Kate Middleton and Prince William Hail Frontline Heroes of Coronavirus Pandemic with Special Award
Now they have presented a key honor to the National Health Service at the forefront of the fight against the worst the disease has wrought across the U.K.
The couple’s involvement in the annual Pride of Britain awards leaked when they were spotted talking with the show's host, Kate Garraway, last week. (Kate wore a striking blue pantsuit to film the special!) Earlier that day, the couple had stepped out to meet some of the finalists of Princess Kate’s Hold Still photo project.
William and Kate, both 38, met six representatives of the NHS at Britain's oldest hospital, St Bartholomew's in the City of London to talk about their work during the pandemic.
They also offered their support to TV host Garraway whose husband Derek is still seriously ill in the hospital after contracting the virus in March.
As they made their presentation during the awards, which will be broadcast on Sunday, William said, "The devastating impact of the coronavirus pandemic has reminded us as a nation of how much we owe to the thousands of NHS workers who have gone far beyond the call of duty this year.
"They have worked tirelessly around the clock, with humility and compassion, in the most challenging of circumstances, putting their own lives on the line to help others."
Kate added, "Through our conversations with frontline workers during the pandemic, we have been inspired by their stories of bravery and selflessness.
"Many have had to leave their families for weeks on end, some have come out of retirement to help, while others have stepped into new roles to play their part in the fight against coronavirus.
"And it is not just the medical teams - all NHS staff have played a crucial role through this time. During lockdown, we joined people up and down the country to applaud the NHS and our keyworkers each week. Their hard work still goes on and we remain indebted to them for all they do."
Thousands of members of the public nominated the frontline NHS heroes to receive a special recognition Pride of Britain award.
The royal couple and their children Prince George, 7, Princess Charlotte, 5, and Prince Louis, 2, took part in clapping for carers along with the rest of Britain earlier this year and set up a help service to focus on the mental health needs of the workers on the frontline.

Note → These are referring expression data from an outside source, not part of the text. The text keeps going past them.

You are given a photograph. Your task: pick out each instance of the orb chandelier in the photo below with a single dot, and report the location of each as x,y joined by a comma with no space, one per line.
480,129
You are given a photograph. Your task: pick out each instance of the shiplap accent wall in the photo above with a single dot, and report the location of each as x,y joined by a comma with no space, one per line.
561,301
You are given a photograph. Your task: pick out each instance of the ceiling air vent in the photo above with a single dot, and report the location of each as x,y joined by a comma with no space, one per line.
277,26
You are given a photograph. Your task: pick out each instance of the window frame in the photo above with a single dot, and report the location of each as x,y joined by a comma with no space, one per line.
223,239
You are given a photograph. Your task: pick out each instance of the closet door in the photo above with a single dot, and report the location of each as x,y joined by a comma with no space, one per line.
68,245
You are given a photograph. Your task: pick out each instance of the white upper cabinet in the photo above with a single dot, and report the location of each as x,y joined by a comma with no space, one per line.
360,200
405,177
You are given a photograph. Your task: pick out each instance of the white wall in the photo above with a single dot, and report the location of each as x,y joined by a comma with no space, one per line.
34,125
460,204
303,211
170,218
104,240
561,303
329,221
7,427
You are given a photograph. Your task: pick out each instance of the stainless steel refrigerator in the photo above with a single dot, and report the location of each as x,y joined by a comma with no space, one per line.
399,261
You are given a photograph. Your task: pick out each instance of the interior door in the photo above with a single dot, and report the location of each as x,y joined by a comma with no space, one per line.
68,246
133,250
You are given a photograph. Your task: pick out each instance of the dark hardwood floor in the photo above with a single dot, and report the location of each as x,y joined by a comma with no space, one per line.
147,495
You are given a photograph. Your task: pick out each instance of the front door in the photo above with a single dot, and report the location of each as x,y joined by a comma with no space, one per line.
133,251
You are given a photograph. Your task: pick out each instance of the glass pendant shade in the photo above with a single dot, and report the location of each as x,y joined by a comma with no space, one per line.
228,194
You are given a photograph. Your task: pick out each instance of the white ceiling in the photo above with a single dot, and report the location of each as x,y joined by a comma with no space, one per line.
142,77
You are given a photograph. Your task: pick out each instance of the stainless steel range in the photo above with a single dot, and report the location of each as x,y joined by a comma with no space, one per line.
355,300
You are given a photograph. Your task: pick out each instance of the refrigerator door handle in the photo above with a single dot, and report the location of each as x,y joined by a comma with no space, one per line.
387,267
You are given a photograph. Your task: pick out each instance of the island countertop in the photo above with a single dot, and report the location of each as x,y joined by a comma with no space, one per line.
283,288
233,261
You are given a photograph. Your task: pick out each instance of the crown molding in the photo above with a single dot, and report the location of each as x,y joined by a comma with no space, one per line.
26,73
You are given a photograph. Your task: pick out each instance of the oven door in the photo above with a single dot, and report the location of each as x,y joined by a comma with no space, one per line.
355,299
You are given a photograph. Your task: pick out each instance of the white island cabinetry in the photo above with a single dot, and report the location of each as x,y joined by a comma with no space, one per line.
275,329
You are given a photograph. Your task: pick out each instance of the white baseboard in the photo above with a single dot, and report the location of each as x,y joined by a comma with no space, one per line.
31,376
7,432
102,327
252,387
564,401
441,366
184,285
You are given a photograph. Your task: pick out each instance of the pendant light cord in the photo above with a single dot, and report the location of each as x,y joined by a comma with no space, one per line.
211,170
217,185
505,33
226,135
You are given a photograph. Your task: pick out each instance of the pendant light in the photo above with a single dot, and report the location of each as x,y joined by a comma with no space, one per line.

As the royal couple presented the award, the Duke added, "We cannot thank you enough. On behalf of a grateful nation, it is a tremendous honour for Catherine and I to present this special recognition award to the army of dedicated NHS staff."
The six representatives were (from Barts Health Trust) Keisha Mills, an intensive care matron, Marion Jones, a health care assistant, and Dr. Simon Finney, an intensive care consultant, and (from the Royal Free London NHS Foundation Trust) Heder Lopes Landim, a porter at Barnet Hospital; Martha Sarpong, an ITU support nurse, and Charlotte Greenfield, a critical care physical therapist.

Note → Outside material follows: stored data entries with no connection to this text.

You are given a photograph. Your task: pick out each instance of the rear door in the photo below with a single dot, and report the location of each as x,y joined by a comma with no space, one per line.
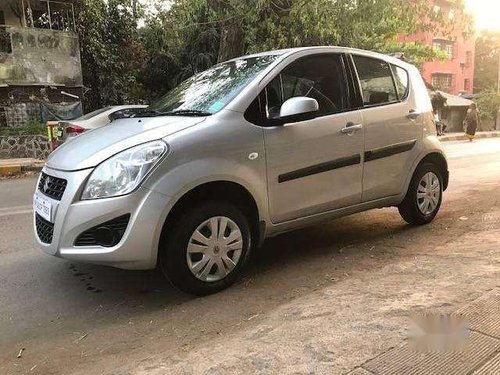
312,166
393,128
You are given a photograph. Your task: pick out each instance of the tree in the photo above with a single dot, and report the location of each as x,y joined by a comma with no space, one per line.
487,61
111,53
488,102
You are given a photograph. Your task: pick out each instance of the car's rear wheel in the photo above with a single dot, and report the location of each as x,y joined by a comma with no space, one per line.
207,248
424,196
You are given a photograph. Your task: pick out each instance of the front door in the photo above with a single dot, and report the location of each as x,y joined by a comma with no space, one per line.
315,165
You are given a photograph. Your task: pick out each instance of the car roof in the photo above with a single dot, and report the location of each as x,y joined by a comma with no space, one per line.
290,51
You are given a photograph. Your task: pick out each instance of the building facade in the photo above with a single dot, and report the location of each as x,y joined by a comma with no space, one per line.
455,74
39,60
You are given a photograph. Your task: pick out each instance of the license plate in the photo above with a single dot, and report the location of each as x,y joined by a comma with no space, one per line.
42,207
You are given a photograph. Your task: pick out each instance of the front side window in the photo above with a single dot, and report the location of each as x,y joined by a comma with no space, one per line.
377,84
210,91
402,80
319,77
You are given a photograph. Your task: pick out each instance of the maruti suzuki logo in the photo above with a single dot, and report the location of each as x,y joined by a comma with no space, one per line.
46,184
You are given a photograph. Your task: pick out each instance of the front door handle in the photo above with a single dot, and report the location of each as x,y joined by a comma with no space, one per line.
351,128
412,115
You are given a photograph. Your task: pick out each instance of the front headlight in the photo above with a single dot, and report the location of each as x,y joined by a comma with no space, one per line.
122,173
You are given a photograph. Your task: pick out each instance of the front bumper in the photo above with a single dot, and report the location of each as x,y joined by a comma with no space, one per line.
137,248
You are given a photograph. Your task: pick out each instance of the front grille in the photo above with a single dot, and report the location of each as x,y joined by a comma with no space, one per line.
52,187
106,234
44,229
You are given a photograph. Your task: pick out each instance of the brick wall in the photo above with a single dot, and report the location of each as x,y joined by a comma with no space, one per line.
16,115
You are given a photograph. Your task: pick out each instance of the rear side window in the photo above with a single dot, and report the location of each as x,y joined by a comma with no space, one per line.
401,78
377,84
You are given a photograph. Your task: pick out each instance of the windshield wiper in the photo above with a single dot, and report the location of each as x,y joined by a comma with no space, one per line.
186,112
181,112
146,113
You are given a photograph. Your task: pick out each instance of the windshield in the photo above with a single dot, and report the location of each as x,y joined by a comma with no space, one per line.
94,113
210,91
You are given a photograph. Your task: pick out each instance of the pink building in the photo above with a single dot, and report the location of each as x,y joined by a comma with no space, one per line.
456,74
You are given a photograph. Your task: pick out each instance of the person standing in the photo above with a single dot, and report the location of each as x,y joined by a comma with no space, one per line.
471,121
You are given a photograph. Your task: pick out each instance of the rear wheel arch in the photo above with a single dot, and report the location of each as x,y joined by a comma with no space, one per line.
440,162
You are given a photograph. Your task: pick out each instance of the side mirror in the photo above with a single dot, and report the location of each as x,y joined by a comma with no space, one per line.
298,108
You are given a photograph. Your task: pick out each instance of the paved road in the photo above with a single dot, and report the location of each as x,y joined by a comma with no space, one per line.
320,300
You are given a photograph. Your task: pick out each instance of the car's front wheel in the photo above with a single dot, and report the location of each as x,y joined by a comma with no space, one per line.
424,196
207,248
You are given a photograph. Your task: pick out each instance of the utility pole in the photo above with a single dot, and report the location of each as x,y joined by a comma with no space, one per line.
498,84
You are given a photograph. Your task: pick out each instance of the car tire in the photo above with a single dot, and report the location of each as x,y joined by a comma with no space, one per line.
191,242
414,209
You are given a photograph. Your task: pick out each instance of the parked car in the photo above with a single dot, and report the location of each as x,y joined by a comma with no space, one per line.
92,120
251,148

Martha Sarpong, an ITU support nurse who was redeployed to Barnet Hospital, said she told Kate she had three young children too. "Kate asked me: 'How do you cope with the homeschooling?' I said: 'Thank God my husband is a teacher.'"
"They were asking how we were coping generally with covid and we explained what we did and how our managers supported us."

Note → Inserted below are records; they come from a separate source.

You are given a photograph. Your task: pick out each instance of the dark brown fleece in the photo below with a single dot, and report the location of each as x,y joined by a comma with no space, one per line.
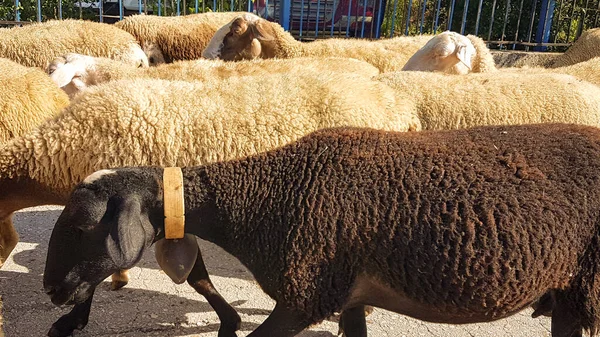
474,223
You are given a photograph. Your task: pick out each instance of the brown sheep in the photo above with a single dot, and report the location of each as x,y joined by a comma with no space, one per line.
458,226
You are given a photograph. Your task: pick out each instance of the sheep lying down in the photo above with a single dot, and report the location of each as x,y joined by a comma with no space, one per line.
457,226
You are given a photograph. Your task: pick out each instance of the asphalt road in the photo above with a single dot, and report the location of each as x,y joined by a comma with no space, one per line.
152,305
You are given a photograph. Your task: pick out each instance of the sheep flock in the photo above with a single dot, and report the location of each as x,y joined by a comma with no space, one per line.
425,175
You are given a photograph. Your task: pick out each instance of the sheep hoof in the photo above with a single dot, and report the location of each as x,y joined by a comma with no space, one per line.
65,326
116,285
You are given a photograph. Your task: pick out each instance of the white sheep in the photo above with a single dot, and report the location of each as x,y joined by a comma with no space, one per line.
501,98
452,53
586,47
28,96
249,36
37,44
75,72
172,38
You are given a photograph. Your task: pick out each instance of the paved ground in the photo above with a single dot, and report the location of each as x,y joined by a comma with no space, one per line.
151,305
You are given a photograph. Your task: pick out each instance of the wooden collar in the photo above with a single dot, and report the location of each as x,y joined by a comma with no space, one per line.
173,200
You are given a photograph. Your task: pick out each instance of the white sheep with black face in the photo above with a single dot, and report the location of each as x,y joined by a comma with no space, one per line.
456,227
249,36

Charlotte Greenfield, a critical care physiotherapist at London's Royal Free Hospital, said in a statement, "It's incredibly flattering to be one of the people to receive the Pride of Britain award on behalf of the NHS."
"What was really nice was that the Duke and Duchess were asking us questions, they were genuinely interested."
"I don't think Prince William knew there was a different branch of physiotherapy in terms of respiratory, so I was explaining to him. I educated him a little on my role. I explained exactly how it had been. I kept using the word sweaty to him, but it really was."
St Bartholomew's, in the city of London, is Britain's oldest free hospital which has been treating patients for around 900 years, a period which spans the Black Death, Spanish flu and, this year, Coronavirus.
The presentation was filmed for the climax of the Daily Mirror Pride of Britain Awards 2020, in partnership with TSB, which will be broadcast on Sunday, November 1 at 9 p.m. on ITV. The awards, which have been running since 1999, celebrate the nation's unsung heroes.